Friday, February 19, 2010

The View From My Apartment

I can read for hours in my apartment’s living room, never noticing how much time goes by. The room itself isn’t that spectacular: white walls, cheaply framed abstract art, a table, some chairs, two couches, and a TV in the corner. The light always stays the same, reflecting off the walls and keeping everything moderately bright. That is, until sunset, which is when the latestness of the hour finally makes itself known.

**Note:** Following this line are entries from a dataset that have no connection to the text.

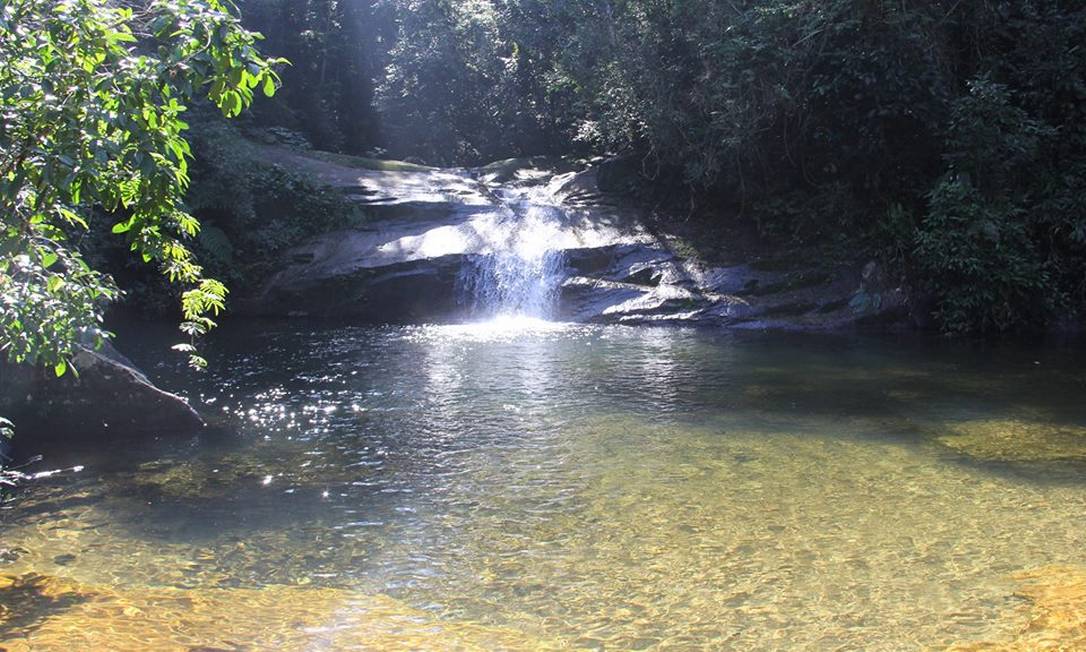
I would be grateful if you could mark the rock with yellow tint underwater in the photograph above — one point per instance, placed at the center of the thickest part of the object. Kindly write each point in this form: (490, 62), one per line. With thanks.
(51, 613)
(1057, 613)
(1017, 440)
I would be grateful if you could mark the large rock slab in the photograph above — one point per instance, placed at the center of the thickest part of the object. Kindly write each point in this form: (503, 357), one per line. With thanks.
(404, 265)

It’s amazing. All throughout the day cars honk their horns, construction on the street corner continues to make a giant hole grow, ambulances seemingly drive in circles around the street, people yell at each other at the top of their lungs, and just when I don’t think I can take anymore of it a warm orange glow fills the room. Silence falls over the street as pink clouds sift past my window. It really does happen in an instant. One moment I’m reading over my homework, and suddenly I can’t see the words clearly as the room becomes dark and gray.

The glow doesn’t last for long, and if you run to get a camera you miss it. That said, I had my camera with me this time, but it still couldn’t capture the warm look of the room. Outside the sun raced toward the Americas as I snapped a couple photos. San Giovanni in Laterano changed from tan to pink to orange to gray in the span of five minutes and the moment I leaned out my window towards the left I was in awe. I think I stopped breathing for a second as I stared at the horizon, camera forgotten. These are the moments when I remember I’m in Italy. The rest of the day I’m just in another city, quickly navigating through crowds, doing homework in my apartment, impatiently waiting for the metro to arrive. The language barrier isn’t even an issue for me anymore, since I rarely pay attention to what people are saying at home. Instead it’s moments like these, when I can’t even begin to imagine how all those Renaissance painters could even begin painting when they had that impossible view as their guide. I glance at my camera’s screen. It’s a nice image, but it’s just a tiny part of the sky that is surrounding me, making silence golden, and time slow down. And by the time I look up again, it’s all gone. The streetlights are on, the sky has darkened, and clouds blow in for tonight’s storm. It’s just a normal cityscape again as I shut the window on the ambulance that drives by and turn on a light.